17 março 2013

a corrida aos depósitos bancários

Comentário de Christian Rickens no Spiegel online (tradução rapidíssima do alemão):


Comentário: a corrida às poupanças dos clientes bancários 

Clientes bancários no Chipre: confiscação parcial das poupanças

Trata-se de justiça, mas também de pragmatismo: o Chipre tem de expropriar parte dos depósitos bancários do país, para reduzir as suas dívidas. Um passo na direcção certa. E agora começa a quarta fase da crise do euro. 

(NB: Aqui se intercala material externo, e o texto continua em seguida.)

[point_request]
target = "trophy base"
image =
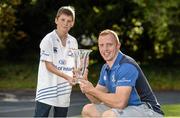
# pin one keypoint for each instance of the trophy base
(78, 81)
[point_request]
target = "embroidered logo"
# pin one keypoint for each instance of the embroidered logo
(55, 49)
(113, 78)
(104, 78)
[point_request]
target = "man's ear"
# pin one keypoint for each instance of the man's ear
(55, 20)
(72, 24)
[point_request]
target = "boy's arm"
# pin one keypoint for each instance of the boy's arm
(50, 67)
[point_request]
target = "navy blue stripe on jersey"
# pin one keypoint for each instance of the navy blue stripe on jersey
(60, 94)
(54, 93)
(52, 87)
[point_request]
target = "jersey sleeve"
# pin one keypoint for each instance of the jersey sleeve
(126, 75)
(46, 50)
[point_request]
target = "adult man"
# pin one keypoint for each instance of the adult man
(55, 74)
(122, 89)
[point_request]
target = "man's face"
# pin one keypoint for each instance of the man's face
(108, 47)
(64, 23)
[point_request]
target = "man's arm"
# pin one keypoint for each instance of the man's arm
(119, 99)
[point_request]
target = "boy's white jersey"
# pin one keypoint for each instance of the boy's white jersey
(52, 89)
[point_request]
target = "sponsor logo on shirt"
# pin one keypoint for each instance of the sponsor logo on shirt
(70, 53)
(113, 78)
(44, 53)
(55, 49)
(62, 62)
(124, 80)
(104, 78)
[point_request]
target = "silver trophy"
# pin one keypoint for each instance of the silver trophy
(81, 61)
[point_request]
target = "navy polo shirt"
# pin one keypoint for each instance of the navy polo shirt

Quando, daqui a umas décadas, os historiadores dividirem a crise do euro em segmentos, provavelmente falarão deste 16 de Março como o início da quarta fase. Por pressão dos outros estados europeus, o Chipre vê-se obrigado a expropriar parte dos depósitos bancários, fazendo-os participar no saneamento financeiro do país, que em grande parte foi arrastado para a crise devido ao seu sector bancário sobredimensionado. Uma imposição drástica, que não afecta apenas os oligarcas russos, que gostam de guardar o seu dinheiro na ilha mediterrânica, mas também as poupanças da classe média cipriota. Durante o fim-de-semana o Parlamento vai discutir à pressão as leis de expropriação, as contas bancárias serão congeladas. E a que cenas assistiremos na terça-feira, quando os bancos cipriotas reabrirem? Provavelmente cenas que normalmente associamos a estados sul-americanos em crise, e não aos estados do Sul da Europa.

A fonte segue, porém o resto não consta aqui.